Early diagnosis of sepsis based on biomarker values has been evaluated. However, there is no ideal marker for this purpose yet.

To evaluate eosinopenia as an early sepsis marker.

A retrospective study, on a 40-bed surgical-medical intensive care unit (ICU). Data from 300 charts of patients consecutively admitted (between January and March 2009) were collected. The patients were classified as negative (no systemic inflammatory response syndrome (SIRS)), SIRS, sepsis, severe sepsis or septic shock, according to the criteria of the American College of Chest Physicians/Society of Critical Care Medicine. Patients who died or were discharged within 24 hours after admission, with previous hematological disease and those whose data were incomplete were excluded from the study. We compared the eosinophil cell count (hematology analyzer ABX Pentra DF 120; Horiba Medical, Montpellier, France) on the day of admission to the ICU between the non-infected group (negative and SIRS) and the infected group (sepsis, severe sepsis and septic shock). The normality of the distribution was tested by the Kolmogorov-Smirnov test and the comparisons were made utilizing the Mann-Whitney test. Statistical analyses were done utilizing SPSS 19 version.

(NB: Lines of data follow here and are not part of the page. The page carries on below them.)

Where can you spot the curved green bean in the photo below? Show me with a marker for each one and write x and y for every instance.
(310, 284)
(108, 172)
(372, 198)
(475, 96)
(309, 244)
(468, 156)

Three hundred patients were admitted to the ICU in the period, mean age 58.6 ± 20 years. The mean length of stay was 9.2 ± 15.7 days, the mean APACHE II score was 9.4 ± 6.5. Eighteen patients were excluded (one because of discharge within 24 hours; 11 patients because of previous hematological disease; six because of incomplete data). The remaining 282 patients were enrolled into the study, classified as follows: negative (158 patients - 56%), SIRS (25 - 8.8%), sepsis (44 - 15.6%), severe sepsis (23 - 8.2%) and septic shock (32 - 11.4%). At the time of admission, 99 (35.1%) patients had an infection. The mean ± SD eosinophil count was 167.6 ± 131.5, 153.6 ± 129 and 153.7 ± 135.6 cells/mm³ in the total, non-infected and infected groups, respectively (P = 0.46; Figure 1). At a cut-off value of 100 cells/mm³, the eosinophil count yielded a sensitivity of 35%, a specificity of 71%, a PPV of 40% and a NPV of 66%.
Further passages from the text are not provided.